Define the missing components of the MDP for the inventory control problem:


* **State Space ($\mathcal{S}$):**

* **Action Space ($\mathcal{A}(s)$):**

</div>

<br>
<br>
<br>
<br>
<br>

## Part II: Policy and Value Function

### Definition (Decision Rule and Policy):

A **decision rule** $d_t$ at time $t \in \{0, 1, \dots, N-1\}$ is a function that maps a history of states and actions $H_t$ to a probability distribution over the set of actions $\mathcal{A}$.
$d_t: H_t \to \mathcal{P}(\mathcal{A})$
where $H_t = \mathcal{S} \times \mathcal{A} \times \mathcal{S} \times \dots \times \mathcal{A} \times \mathcal{S}$ is the set of all possible histories up to time $t$.
When the decision rule is deterministic, it maps histories directly to actions:
$d_t: H_t \to \mathcal{A}$.


A **policy** $\pi$ is a sequence of decision rules for each time step.
$\pi = (d_0, d_1, \dots, d_{N-1})$

A policy is **Markovian** if the decision rules only depend on the current state $s_t$, not the entire history.
A policy is **stationary** if the decision rule is the same for all time steps (i.e., $d_t = d$ for all $t$, then $\pi$ can be represented by a single decision rule $d$).

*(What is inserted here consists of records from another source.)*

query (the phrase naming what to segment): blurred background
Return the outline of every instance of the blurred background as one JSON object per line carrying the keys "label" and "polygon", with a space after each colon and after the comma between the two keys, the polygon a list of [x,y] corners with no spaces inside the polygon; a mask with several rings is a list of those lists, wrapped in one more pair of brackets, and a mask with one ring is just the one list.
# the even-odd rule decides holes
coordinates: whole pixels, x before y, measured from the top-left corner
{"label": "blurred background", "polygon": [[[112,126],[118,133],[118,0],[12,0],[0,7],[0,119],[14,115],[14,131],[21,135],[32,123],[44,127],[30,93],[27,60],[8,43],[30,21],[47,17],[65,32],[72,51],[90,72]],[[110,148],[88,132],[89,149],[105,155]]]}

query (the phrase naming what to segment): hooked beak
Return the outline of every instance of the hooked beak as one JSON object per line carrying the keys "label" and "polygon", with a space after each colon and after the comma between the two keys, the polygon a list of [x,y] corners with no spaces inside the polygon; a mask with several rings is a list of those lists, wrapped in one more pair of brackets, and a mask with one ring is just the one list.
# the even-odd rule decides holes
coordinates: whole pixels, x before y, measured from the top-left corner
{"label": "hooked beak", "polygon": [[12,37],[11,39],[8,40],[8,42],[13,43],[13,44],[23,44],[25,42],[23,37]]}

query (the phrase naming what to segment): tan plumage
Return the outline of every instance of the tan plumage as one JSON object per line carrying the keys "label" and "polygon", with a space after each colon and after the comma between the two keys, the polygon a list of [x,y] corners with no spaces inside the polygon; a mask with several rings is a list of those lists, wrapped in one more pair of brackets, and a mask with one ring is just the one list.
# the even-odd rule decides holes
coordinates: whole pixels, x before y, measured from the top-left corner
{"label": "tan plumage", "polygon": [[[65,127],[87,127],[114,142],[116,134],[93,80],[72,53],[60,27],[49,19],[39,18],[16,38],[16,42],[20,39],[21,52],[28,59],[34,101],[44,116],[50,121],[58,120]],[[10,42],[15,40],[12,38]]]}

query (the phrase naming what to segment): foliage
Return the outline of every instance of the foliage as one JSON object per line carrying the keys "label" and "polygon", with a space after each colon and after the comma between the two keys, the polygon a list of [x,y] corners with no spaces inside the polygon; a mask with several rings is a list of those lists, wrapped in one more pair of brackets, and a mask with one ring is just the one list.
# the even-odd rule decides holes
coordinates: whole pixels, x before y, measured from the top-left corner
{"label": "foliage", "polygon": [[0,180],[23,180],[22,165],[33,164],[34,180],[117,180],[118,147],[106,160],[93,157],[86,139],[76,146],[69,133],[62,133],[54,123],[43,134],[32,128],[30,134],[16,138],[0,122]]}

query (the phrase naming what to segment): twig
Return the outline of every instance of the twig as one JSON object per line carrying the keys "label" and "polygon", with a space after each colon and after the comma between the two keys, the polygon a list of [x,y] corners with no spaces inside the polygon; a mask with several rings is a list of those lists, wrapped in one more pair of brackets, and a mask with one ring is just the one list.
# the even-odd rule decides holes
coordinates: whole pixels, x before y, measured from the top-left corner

<div class="alert alert-warning">

#### Question: Defining Policies

Suppose N = 2.

Define a deterministic Markovian policy $\pi = (d_0, d_1)$ and a stochastic Markovian policy $\pi = (d_0, d_1)$ for the two-state problem defined earlier.

</div>

<div class="alert alert-warning">

#### Question: On the types of Policies

In the two-state problem defined earlier, what can be said about the set of history-dependent policies compared to the set of Markovian policies?

</div>

<div class="alert alert-warning">

#### Question: Cardinality of Deterministic, Markovian Policies
What is the size of the set of deterministic, non-stationary Markovian policies for an MDP with $|\mathcal{S}|$ states and $|\mathcal{A}|$ actions?

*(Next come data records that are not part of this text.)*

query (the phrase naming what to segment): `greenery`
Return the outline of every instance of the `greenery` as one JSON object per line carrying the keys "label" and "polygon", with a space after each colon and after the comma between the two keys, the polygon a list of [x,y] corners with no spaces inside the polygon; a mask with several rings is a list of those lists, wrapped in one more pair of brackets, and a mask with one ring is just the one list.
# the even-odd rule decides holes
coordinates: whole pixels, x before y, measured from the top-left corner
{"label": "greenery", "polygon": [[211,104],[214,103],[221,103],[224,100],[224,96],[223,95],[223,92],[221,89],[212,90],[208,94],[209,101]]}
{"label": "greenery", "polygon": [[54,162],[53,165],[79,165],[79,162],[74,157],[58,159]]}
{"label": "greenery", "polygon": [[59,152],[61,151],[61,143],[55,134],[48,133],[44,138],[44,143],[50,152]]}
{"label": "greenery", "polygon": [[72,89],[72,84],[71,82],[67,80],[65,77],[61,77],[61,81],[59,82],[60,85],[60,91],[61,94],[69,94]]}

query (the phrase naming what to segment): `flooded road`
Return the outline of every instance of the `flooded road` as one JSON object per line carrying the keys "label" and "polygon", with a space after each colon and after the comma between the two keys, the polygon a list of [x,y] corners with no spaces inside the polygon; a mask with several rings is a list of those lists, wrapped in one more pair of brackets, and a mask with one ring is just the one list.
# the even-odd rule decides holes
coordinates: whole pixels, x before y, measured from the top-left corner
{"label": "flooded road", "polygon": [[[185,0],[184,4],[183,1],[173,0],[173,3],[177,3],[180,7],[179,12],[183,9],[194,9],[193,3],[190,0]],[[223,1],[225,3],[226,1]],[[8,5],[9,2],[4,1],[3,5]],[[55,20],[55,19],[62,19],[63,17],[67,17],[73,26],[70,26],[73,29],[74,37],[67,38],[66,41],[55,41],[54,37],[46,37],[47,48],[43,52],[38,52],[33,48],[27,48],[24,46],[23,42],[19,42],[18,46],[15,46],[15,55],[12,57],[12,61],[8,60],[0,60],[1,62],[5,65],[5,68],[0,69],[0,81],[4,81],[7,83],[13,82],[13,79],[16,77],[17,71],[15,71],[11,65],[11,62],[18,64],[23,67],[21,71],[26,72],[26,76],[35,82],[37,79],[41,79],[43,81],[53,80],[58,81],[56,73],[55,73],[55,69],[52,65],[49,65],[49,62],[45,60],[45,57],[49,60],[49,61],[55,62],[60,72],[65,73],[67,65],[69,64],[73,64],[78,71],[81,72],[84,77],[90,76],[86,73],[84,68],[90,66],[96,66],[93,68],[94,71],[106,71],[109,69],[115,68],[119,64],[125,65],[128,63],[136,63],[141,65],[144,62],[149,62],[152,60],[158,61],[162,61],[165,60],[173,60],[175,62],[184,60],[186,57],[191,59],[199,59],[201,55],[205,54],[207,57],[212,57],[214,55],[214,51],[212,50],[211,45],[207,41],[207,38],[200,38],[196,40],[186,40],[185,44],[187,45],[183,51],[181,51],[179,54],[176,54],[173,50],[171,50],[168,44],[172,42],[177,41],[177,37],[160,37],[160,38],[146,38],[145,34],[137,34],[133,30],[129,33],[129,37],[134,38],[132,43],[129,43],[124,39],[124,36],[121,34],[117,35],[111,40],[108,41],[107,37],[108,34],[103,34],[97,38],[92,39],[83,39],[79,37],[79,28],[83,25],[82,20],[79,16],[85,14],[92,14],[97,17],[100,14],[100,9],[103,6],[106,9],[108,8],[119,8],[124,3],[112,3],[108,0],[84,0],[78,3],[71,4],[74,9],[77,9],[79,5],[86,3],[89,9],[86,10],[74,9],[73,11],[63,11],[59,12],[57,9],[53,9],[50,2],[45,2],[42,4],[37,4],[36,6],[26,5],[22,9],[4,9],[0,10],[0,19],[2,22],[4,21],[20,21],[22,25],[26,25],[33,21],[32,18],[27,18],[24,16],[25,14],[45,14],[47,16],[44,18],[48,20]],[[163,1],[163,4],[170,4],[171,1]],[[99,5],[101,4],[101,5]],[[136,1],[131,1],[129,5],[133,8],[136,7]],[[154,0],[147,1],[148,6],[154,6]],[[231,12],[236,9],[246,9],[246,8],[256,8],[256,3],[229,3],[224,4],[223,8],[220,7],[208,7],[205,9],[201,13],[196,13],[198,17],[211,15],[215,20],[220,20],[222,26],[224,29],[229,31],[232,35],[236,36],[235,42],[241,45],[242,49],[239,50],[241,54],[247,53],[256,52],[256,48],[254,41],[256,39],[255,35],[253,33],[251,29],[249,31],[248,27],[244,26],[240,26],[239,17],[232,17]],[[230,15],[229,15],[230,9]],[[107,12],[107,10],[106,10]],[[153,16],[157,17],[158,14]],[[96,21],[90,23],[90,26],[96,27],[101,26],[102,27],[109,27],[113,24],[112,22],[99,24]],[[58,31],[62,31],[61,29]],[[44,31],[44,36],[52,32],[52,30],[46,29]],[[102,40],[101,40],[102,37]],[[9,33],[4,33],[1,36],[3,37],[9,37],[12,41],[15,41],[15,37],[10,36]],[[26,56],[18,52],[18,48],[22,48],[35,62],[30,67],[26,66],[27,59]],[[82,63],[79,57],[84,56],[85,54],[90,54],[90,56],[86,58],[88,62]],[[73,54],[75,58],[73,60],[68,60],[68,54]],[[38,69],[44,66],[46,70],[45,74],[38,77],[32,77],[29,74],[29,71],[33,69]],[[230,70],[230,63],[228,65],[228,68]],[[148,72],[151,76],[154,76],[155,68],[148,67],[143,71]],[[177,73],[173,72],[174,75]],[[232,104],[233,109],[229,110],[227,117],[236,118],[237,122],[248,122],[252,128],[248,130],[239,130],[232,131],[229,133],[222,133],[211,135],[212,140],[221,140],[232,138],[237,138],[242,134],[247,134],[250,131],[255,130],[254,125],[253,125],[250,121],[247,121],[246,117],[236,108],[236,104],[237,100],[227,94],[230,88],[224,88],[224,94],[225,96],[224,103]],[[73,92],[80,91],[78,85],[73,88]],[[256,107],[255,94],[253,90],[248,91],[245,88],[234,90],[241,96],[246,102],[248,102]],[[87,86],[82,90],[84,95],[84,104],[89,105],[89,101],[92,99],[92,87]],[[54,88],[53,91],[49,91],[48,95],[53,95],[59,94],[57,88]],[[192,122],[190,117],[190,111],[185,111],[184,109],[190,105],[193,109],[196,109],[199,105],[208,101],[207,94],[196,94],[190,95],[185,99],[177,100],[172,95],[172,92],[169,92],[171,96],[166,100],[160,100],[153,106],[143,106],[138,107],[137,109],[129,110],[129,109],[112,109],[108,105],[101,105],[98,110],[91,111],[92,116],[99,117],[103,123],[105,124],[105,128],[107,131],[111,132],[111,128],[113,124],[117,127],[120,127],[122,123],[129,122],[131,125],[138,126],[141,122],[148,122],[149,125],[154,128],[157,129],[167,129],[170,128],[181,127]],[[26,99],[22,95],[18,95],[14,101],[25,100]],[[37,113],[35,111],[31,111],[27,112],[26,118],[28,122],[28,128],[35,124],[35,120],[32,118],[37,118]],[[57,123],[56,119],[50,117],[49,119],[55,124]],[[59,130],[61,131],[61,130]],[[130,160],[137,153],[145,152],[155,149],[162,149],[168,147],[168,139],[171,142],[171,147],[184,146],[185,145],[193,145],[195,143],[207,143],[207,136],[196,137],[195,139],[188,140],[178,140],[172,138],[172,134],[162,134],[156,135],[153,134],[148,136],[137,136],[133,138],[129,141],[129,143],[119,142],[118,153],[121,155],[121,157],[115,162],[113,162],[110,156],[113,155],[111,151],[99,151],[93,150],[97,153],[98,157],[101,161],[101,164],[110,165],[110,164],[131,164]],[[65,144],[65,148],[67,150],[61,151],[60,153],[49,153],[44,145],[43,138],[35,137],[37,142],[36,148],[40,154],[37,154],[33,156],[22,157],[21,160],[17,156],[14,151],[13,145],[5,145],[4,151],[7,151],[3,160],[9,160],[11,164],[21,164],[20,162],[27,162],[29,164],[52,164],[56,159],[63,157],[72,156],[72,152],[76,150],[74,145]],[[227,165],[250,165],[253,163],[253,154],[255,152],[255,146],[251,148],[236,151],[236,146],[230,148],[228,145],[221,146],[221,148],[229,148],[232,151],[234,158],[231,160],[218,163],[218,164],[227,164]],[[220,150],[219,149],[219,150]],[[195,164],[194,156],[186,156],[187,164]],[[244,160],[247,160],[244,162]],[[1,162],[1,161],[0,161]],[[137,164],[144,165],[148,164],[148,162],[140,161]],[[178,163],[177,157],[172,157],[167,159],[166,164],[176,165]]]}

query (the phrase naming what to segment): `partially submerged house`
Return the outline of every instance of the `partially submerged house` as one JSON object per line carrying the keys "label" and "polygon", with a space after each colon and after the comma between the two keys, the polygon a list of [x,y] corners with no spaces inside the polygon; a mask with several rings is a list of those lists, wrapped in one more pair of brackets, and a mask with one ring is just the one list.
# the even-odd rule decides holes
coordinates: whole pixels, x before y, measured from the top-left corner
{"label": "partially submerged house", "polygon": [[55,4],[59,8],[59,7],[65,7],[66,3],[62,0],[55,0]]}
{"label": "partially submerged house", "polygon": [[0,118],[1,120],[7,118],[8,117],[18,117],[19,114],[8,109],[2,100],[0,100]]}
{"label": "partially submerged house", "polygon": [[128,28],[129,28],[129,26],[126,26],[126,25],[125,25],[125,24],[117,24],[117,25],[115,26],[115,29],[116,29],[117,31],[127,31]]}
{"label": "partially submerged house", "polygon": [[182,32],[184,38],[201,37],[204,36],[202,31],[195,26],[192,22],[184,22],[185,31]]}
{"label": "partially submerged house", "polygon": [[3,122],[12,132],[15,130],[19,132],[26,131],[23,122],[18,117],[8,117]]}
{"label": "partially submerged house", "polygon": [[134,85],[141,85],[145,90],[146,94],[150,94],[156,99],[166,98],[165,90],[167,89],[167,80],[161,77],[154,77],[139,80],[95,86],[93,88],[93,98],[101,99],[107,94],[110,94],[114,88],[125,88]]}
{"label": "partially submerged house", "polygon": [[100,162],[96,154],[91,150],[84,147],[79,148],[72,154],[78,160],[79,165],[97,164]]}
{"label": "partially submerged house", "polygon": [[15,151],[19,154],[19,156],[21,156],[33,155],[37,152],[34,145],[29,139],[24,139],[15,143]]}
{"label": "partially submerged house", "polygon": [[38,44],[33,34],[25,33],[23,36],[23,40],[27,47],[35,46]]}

What is the size of the set of deterministic, stationary Markovian policies for the same MDP?

</div>

<div class="alert alert-warning">

#### Question: 

Modify the previous model by adding an additional action $a_{1,3}$ in state $s_1$ that leads back to state $s_1$ with probability 1, *i.e.* $P(s_1 | s_1, a_{1,3}) = 1$ with reward $r(s_1, a_{1,3}) = 0$. Note that $\mathcal{A}(s_1) = \{a_{1,1}, a_{1,2}, a_{1,3}\}$ now.

Give an history-dependent deterministic policy.

</div>

<div class="alert alert-warning">

#### Question: Comparing Policies

Let $N=2$ and let $R_t \coloneqq r(S_t, A_t)$ be the reward received at time $t$.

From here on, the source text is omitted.